El 6 de octubre, el lunes pasado, se cumplieron treinta años del secuestro de mis viejos. Unos días antes, pensé en un par de momentos en ir a algún lugar a dejar una flor. Y me sentía muy molesta conmigo misma porque no se me ocurría adónde. Hasta que me di cuenta de que justamente ése es el chiste de la desaparición forzada de personas. Plop.
Hoy, volviendo de un ensayo, pasé por el cementerio de la Chacarita y me tenté. Por primera vez desde la muerte de mi abuelo, en 1989, quise ir a visitarlo.

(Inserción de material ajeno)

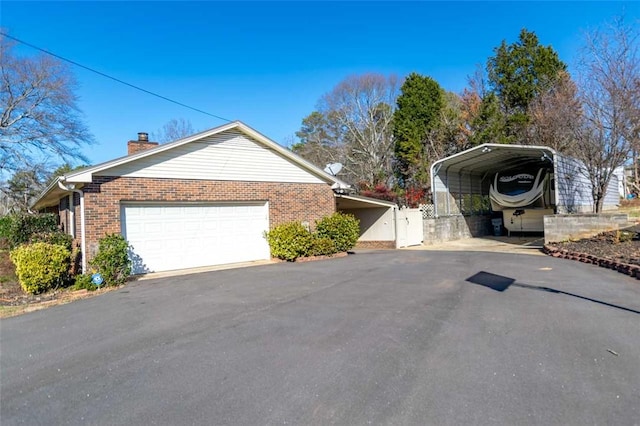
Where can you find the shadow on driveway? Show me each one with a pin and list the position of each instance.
(501, 283)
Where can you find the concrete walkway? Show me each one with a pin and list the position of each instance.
(516, 244)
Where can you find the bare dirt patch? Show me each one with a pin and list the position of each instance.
(622, 246)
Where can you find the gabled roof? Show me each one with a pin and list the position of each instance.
(80, 177)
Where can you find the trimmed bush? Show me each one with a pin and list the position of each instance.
(342, 229)
(58, 238)
(20, 228)
(289, 241)
(40, 266)
(322, 246)
(112, 260)
(83, 282)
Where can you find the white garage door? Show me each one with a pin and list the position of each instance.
(166, 237)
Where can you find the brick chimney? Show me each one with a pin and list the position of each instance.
(142, 144)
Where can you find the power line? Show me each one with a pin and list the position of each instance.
(112, 78)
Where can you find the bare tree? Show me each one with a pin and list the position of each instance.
(39, 116)
(359, 114)
(173, 130)
(554, 116)
(609, 72)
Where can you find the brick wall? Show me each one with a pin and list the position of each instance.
(287, 201)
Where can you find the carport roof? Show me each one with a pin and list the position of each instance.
(491, 158)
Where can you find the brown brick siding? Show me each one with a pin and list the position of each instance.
(287, 201)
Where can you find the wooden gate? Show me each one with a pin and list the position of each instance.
(409, 229)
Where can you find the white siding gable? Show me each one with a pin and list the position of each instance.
(228, 156)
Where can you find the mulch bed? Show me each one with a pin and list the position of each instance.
(618, 250)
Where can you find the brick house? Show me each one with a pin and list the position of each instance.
(202, 200)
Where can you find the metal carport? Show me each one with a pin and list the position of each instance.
(460, 183)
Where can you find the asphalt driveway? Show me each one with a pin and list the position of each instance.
(380, 337)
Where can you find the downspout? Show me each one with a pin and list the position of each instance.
(395, 224)
(72, 216)
(83, 243)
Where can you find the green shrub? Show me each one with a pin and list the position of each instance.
(20, 228)
(58, 238)
(343, 229)
(40, 266)
(289, 241)
(322, 246)
(112, 260)
(83, 282)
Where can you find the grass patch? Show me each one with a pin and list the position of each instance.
(11, 311)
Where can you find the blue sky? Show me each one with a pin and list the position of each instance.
(268, 63)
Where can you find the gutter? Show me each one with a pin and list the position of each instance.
(83, 245)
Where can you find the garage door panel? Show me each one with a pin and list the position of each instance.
(183, 236)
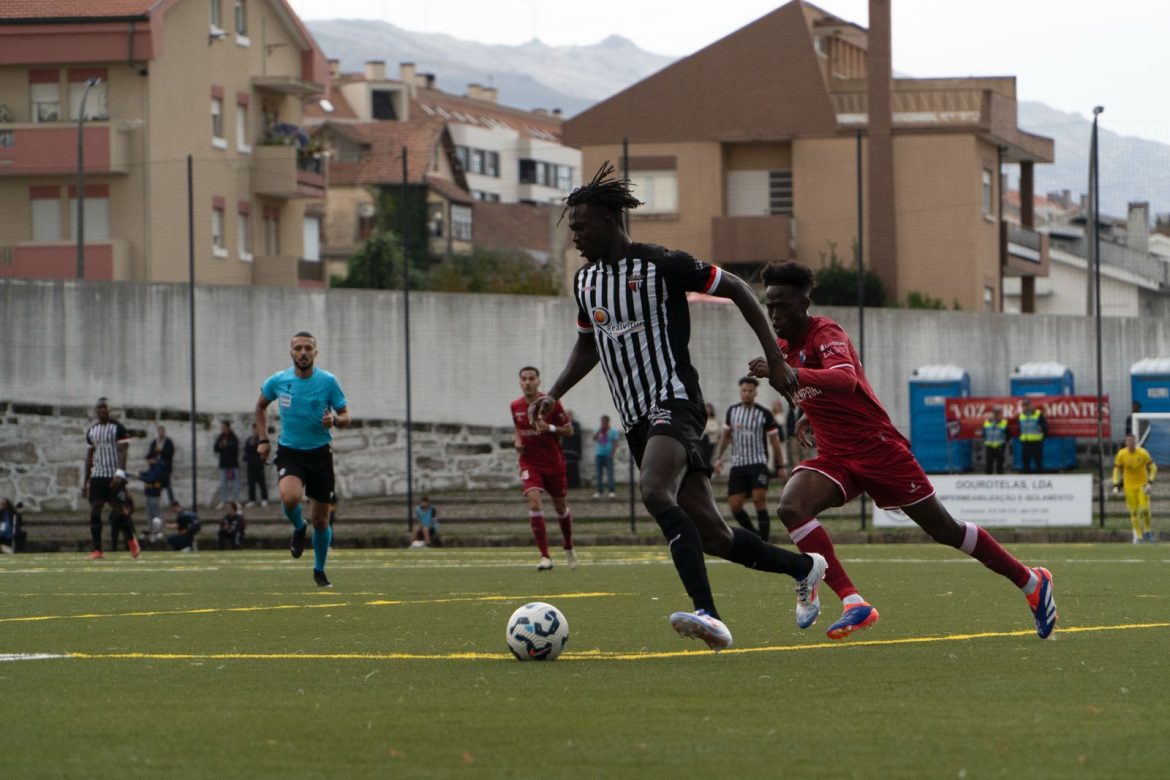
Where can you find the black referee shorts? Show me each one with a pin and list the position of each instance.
(742, 480)
(312, 467)
(682, 420)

Mi abuelo no tiene tumba. No le importaban para nada los ritos fúnebres. Decía "mirá si van a estar gastando plata en algo que ni me voy a enterar", refiriéndose a cruces, flores, etc. Por eso, cumplido el plazo en tierra, sus huesos fueron a dar al osario general.
Pero está en Chacarita, eso lo sé.
Crucé esa plazoleta que todavía me parece nueva, pasé la entrada pintada de ese color salmón tan subido, tomé un camino al final del cual se divisaba el verde y atravesé las primeras bóvedas. Me senté en el pasto y me puse a observar los árboles, los pájaros, el cielo oscureciéndose cada vez más. Pensé en mis muertos: mi abuelo que descansa ahí, mi abuela que fue cremada ahí, mi amiga Mónica que también, mis viejos que no están en ningún lado.
Pensé largo en el teatro y en el amor, escuché unas canciones de Aristimuño que tenía en el mp3, vi pasar un cortejo de gente en auto que no parecía sentir ninguna pena. Y en un momento me avivé de que si era media tarde y estaba tan oscuro era porque se venía tormenta, así que me fui.